Characterizing nucleosome dynamics from genomic and epigenetic information using rule induction learning

BACKGROUND: Eukaryotic genomes are packaged into chromatin, a compact structure containing fundamental repeating units, the nucleosomes. The mobility of nucleosomes plays important roles in many DNA-related processes by regulating the accessibility of regulatory elements to biological machineries. Although it has been known that various factors, such as DNA sequences, histone modifications, and chromatin remodelling complexes, could affect nucleosome stability, the mechanisms of how they regulate this stability are still unclear. RESULTS: In this paper, we propose a novel computational method based on rule induction learning to characterize nucleosome dynamics using both genomic and histone modification information. When applied on S. cerevisiae data, our method produced totally 98 rules characterizing nucleosome dynamics on chromosome III and promoter regions. Analyzing these rules we discovered that, some DNA motifs and post-translational modifications of histone proteins play significant roles in regulating nucleosome stability.
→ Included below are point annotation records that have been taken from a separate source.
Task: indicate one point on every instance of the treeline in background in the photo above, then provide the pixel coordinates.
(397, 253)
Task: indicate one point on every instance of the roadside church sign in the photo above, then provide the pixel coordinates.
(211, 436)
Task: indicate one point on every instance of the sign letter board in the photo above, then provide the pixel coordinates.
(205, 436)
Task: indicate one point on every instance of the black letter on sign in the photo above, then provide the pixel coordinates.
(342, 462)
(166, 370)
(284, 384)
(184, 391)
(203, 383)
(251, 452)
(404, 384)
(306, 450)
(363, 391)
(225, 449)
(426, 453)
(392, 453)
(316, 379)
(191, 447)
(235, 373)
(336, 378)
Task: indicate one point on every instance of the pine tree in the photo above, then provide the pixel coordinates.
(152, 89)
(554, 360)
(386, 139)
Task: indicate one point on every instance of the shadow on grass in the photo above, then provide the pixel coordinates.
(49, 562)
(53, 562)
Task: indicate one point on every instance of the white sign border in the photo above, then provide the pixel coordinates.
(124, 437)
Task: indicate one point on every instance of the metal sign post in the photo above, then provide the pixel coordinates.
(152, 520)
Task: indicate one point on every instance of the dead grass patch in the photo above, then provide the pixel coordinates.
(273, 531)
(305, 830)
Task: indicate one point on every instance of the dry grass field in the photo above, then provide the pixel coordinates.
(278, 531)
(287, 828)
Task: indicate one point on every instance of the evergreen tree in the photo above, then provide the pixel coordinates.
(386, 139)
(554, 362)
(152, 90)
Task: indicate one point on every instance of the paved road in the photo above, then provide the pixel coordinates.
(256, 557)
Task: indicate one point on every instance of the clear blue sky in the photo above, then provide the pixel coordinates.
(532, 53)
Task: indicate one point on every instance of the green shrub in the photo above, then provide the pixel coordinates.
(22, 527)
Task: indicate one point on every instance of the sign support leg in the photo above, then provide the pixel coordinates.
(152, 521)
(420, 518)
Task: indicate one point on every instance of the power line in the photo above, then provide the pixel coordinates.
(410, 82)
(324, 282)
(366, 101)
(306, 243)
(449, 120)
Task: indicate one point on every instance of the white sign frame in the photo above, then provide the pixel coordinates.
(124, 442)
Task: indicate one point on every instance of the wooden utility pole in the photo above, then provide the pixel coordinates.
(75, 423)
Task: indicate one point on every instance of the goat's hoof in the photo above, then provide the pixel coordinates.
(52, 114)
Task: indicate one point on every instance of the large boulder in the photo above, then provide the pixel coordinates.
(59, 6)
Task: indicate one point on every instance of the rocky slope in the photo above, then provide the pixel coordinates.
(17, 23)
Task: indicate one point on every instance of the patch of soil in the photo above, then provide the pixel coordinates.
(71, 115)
Notably, these DNA motifs are strong determinants for nucleosome forming and inhibiting potential; and these histone modifications have strong relation with transcriptional activities, i.e. activation and repression. We also found some new patterns which may reflect the cooperation between these two factors in regulating the stability of nucleosomes. CONCLUSION: DNA motifs and histone modifications can individually and, in some cases, cooperatively regulate nucleosome stability. This suggests additional insights into mechanisms by which cells control important biological processes, such as transcription, replication, and DNA repair.